SQL Aggregation

GROUP BY Clause

Collapse thousands of rows into meaningful summaries with grouping and aggregation.

Grouping — bucket rows by one or more columns
Aggregation — compute COUNT, SUM, AVG, MIN, MAX per group
Filtering Groups — use HAVING to filter after aggregation Turn detail into insight.

What Is GROUP BY?

DfGROUP BY

The GROUP BY clause divides a result set into groups based on the values in one or more columns. Aggregate functions (COUNT, SUM, AVG, MIN, MAX) are then applied to each group, producing one output row per group. It is the foundation of data aggregation in SQL.
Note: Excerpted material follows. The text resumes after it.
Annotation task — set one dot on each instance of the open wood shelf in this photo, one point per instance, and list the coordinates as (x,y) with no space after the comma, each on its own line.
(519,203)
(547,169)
SELECT department, COUNT(*) AS employee_count
FROM employees
GROUP BY department;

Any column in the SELECT list that is not wrapped in an aggregate function must appear in the GROUP BY clause. Most databases enforce this rule strictly.

Syntax

SELECT
    column1,
    aggregate_function(column2)
FROM table_name
GROUP BY column1;

Element	Purpose
`GROUP BY`	Defines the grouping column(s)
`SELECT`	Columns to display — must be aggregated or in GROUP BY
Aggregate function	COUNT, SUM, AVG, MIN, MAX, etc.

Basic Example

-- Count employees and average salary per department
SELECT
    department,
    COUNT(*) AS employee_count,
    ROUND(AVG(salary), 2) AS avg_salary
FROM employees
GROUP BY department
ORDER BY avg_salary DESC;

Single Column Grouping

-- Total salary expenditure per department
SELECT
    department,
    COUNT(*) AS headcount,
    SUM(salary) AS total_salary,
    MIN(salary) AS min_salary,
    MAX(salary) AS max_salary
FROM employees
GROUP BY department;

Department	Headcount	Total Salary	Min
Engineering	45	$4,500,000 \|$ 60,000	$150,000
Marketing	20	$1,600,000 \|$ 45,000	$110,000
Sales	35	$2,450,000 \|$ 40,000	$120,000

Multiple Column Grouping

-- Breakdown by department and job title
SELECT
    department,
    job_title,
    COUNT(*) AS employee_count,
    AVG(salary) AS avg_salary
FROM employees
GROUP BY department, job_title
ORDER BY department, avg_salary DESC;

-- Monthly revenue by product
SELECT
    YEAR(order_date) AS order_year,
    MONTH(order_date) AS order_month,
    product_id,
    COUNT(*) AS order_count,
    SUM(total_amount) AS total_revenue
FROM orders
GROUP BY YEAR(order_date), MONTH(order_date), product_id
ORDER BY order_year, order_month, total_revenue DESC;

WHERE vs HAVING

Clause	Filters	Timing	Can Use Aggregates
`WHERE`	Individual rows	Before GROUP BY	No
`HAVING`	Groups	After GROUP BY	Yes

Query Execution Order

-- WHERE filters rows first, then GROUP BY groups, then HAVING filters groups
SELECT
    department,
    COUNT(*) AS emp_count,
    AVG(salary) AS avg_salary
FROM employees
WHERE status = 'Active'            -- Step 1: filter rows
GROUP BY department                 -- Step 2: group remaining rows
HAVING AVG(salary) > 75000         -- Step 3: filter groups
ORDER BY avg_salary DESC;          -- Step 4: sort

Examples

-- WHERE: filter before grouping (only active employees)
SELECT department, COUNT(*) AS emp_count
FROM employees
WHERE status = 'Active'
GROUP BY department;

-- HAVING: filter after grouping (departments with more than 5 people)
SELECT department, COUNT(*) AS emp_count
FROM employees
GROUP BY department
HAVING COUNT(*) > 5;

-- Combined: active employees, grouped, then filter high-paying departments
SELECT
    department,
    COUNT(*) AS emp_count,
    AVG(salary) AS avg_salary
FROM employees
WHERE status = 'Active'
GROUP BY department
HAVING AVG(salary) > 75000
ORDER BY avg_salary DESC;

You cannot use aggregate functions in a WHERE clause. WHERE COUNT(*) > 5 is invalid — use HAVING instead. Conversely, you cannot use column aliases in HAVING — repeat the full expression.

GROUP BY with NULLs

NULL values form their own group in GROUP BY.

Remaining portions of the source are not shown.